Following this welcome start to the day, we toured some of Cagayan’s most famous historic churches on the road south to La Union, the next provincial stop on our trek. First on “church road” was the St. James Church at Iguig and its famous Calvary Hills featuring life-size sculptures depicting the 12 Stations of the Cross. We then stopped to admire the Saint Philomene Church in Alcala, the oldest church in Cagayan, built from red brick made from a rare red clay called “fulay” indigenous to Cagayan.

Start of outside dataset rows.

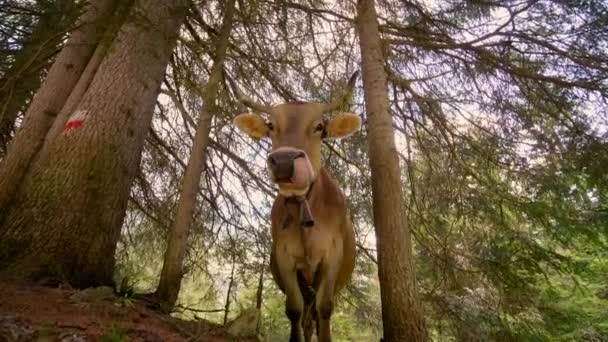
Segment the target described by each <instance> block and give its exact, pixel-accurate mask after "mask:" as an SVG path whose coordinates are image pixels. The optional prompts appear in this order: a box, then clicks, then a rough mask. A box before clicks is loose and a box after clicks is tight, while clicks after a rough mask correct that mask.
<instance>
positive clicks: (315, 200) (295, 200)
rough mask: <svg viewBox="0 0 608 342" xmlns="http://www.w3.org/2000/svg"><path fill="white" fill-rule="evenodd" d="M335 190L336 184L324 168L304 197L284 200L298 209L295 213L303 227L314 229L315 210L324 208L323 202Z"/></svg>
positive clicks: (314, 219)
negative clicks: (313, 213)
mask: <svg viewBox="0 0 608 342" xmlns="http://www.w3.org/2000/svg"><path fill="white" fill-rule="evenodd" d="M334 188H335V184H334V182H333V181H332V179H331V176H330V175H329V173H327V171H326V170H325V169H324V168H323V167H322V168H321V169H320V170H319V172H318V176H317V177H316V179H315V180H314V181H313V182H312V184H311V186H310V189H309V190H308V192H307V193H306V194H305V195H304V196H299V197H289V198H285V197H283V200H284V201H285V204H286V205H288V207H290V206H291V205H294V206H295V207H297V210H296V212H295V213H297V216H298V220H299V223H300V225H301V226H302V227H304V228H306V227H312V226H313V225H314V221H315V217H314V215H313V208H315V207H316V208H319V207H323V201H324V200H325V198H326V195H327V194H328V192H332V191H334V192H335V191H336V189H334ZM292 208H293V207H292ZM288 210H289V208H288ZM317 213H318V212H317Z"/></svg>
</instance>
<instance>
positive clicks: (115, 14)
mask: <svg viewBox="0 0 608 342" xmlns="http://www.w3.org/2000/svg"><path fill="white" fill-rule="evenodd" d="M133 3H134V0H121V1H119V2H118V4H117V5H116V8H115V10H114V15H113V16H112V18H111V20H110V21H109V24H108V27H107V28H106V29H105V31H104V34H103V36H102V37H101V39H100V41H99V44H97V47H96V49H95V52H94V53H93V56H92V57H91V59H90V60H89V63H87V66H86V68H85V69H84V71H83V72H82V75H81V76H80V79H79V80H78V83H76V86H74V89H73V90H72V92H71V93H70V96H69V97H68V99H67V100H66V102H65V104H64V105H63V108H62V109H61V112H60V113H59V115H57V118H56V119H55V120H54V121H53V125H52V126H51V129H50V130H49V132H48V133H47V135H46V138H45V140H44V141H45V144H43V145H42V148H43V149H44V146H45V145H46V142H48V141H52V140H53V139H55V138H56V137H57V135H59V134H60V133H61V131H62V130H63V126H64V125H65V123H66V122H67V121H68V119H69V117H70V115H71V114H72V113H74V110H75V109H76V107H77V106H78V104H79V103H80V101H81V100H82V97H83V96H84V93H85V92H86V91H87V89H89V86H90V85H91V82H92V81H93V77H95V74H96V73H97V69H98V68H99V66H100V65H101V62H102V61H103V59H104V57H105V56H106V54H107V52H108V49H109V47H110V44H111V43H112V42H113V41H114V38H116V34H118V31H119V30H120V27H121V26H122V25H123V24H124V23H125V20H127V17H128V15H129V12H130V11H131V8H132V7H133Z"/></svg>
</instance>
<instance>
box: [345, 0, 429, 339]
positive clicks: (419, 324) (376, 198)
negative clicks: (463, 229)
mask: <svg viewBox="0 0 608 342" xmlns="http://www.w3.org/2000/svg"><path fill="white" fill-rule="evenodd" d="M357 12H358V15H357V21H356V25H357V31H358V33H359V42H360V46H361V56H362V57H361V64H362V69H363V85H364V96H365V108H366V112H367V115H368V122H367V129H368V139H369V142H368V143H369V159H370V168H371V175H372V193H373V194H372V198H373V213H374V224H375V230H376V243H377V251H378V275H379V279H380V294H381V300H382V322H383V327H384V341H428V333H427V329H426V324H425V320H424V317H423V314H422V309H421V305H420V302H419V300H418V295H417V292H416V277H415V268H414V261H413V253H412V243H411V234H410V231H409V227H408V225H407V220H406V216H405V205H404V204H405V203H404V194H403V190H402V187H401V186H400V185H401V184H403V183H402V181H401V170H400V166H399V157H398V153H397V149H396V146H395V137H394V131H393V126H392V117H391V114H390V112H389V100H388V88H387V76H386V73H385V71H384V62H385V59H384V57H383V55H382V49H381V43H380V35H379V33H378V20H377V15H376V10H375V5H374V1H373V0H359V2H358V5H357ZM395 185H398V186H395Z"/></svg>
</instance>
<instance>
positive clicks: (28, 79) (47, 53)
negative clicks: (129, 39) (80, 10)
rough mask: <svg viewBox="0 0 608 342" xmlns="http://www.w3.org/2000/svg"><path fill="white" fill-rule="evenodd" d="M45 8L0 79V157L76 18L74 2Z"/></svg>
mask: <svg viewBox="0 0 608 342" xmlns="http://www.w3.org/2000/svg"><path fill="white" fill-rule="evenodd" d="M45 7H47V8H43V9H42V10H43V13H42V14H41V15H40V18H39V19H38V21H37V22H36V24H35V26H34V28H33V30H32V32H31V34H30V36H29V38H28V39H27V40H26V41H25V42H24V43H23V47H22V48H21V50H20V51H19V52H18V53H17V54H16V55H15V59H14V61H13V63H12V65H11V68H10V69H9V70H8V71H7V72H6V73H5V74H4V75H2V77H1V78H0V156H2V155H4V152H6V147H7V145H8V142H9V141H10V139H11V135H12V132H13V130H14V128H15V121H16V119H17V116H18V115H19V113H20V112H22V111H23V110H24V108H25V106H26V105H27V103H28V101H29V100H30V98H31V96H32V93H33V92H34V91H36V89H38V88H39V87H40V82H41V78H42V72H43V71H44V70H46V69H47V68H48V66H49V64H50V62H51V60H52V57H53V56H54V55H55V52H56V51H57V48H58V46H59V44H60V43H61V40H62V38H63V36H64V32H65V30H67V29H68V28H69V27H70V26H71V25H73V24H74V21H75V19H76V18H75V17H76V16H77V9H78V6H76V5H75V3H74V0H59V1H56V2H55V3H49V4H48V6H45Z"/></svg>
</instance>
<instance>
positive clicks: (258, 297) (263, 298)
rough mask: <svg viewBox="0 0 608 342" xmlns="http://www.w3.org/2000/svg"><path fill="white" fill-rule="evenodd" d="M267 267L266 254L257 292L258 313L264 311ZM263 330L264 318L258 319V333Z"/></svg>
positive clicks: (261, 270)
mask: <svg viewBox="0 0 608 342" xmlns="http://www.w3.org/2000/svg"><path fill="white" fill-rule="evenodd" d="M265 267H266V256H265V255H264V258H263V259H262V266H261V267H260V277H259V278H258V289H257V290H256V293H255V308H256V309H257V310H258V314H261V313H262V301H263V299H264V270H265ZM261 330H262V319H261V317H260V319H258V324H257V325H256V327H255V332H256V334H259V333H260V332H261Z"/></svg>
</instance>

The road then took us to the San Jacinto de Polonia Church at Camalaniugan and its belfry housing the Philippines’ oldest church bell (forged in 1595 and named Sancta Maria). Also visited were the ruins of the old Camalaniugan Church and a “horno” or kiln used to bake the red bricks so popular among builders during the Spanish era.

A most interesting historic town is Lal-lo, which in Spanish times was famous as Ciudad de Nueva Segovia, one of the first four cities in “Las Islas Filipinas.” Lal-lo became the capital of Cagayan in 1839.

Also at Lal-lo is the oldest road in the Philippines, Calle Real, which spans the length of this old town on the banks of the Cagayan River. What also made our sojourn at Lal-lo memorable was the welcoming show staged by the town. We were treated by school children to ethnic and cultural dances and warmly greeted by the townspeople.

Thank you, Cagayan
Most of us probably associate the Pamplona Church with “dinobong,” which is rice mixed with coconut milk steamed inside sections of bamboo. The paste like delicacy has a wonderfully sweet taste and we were told it could stay fresh for up to a week with refrigeration. Mine made it home in good enough condition to be eaten.

We then bade goodbye to smiling Cagayan and graceful Tuguegarao, the “Premier Ibanag City,” as we left Pamplona for further adventures at the popular beaches of La Union and in disciplined Ilocos Norte.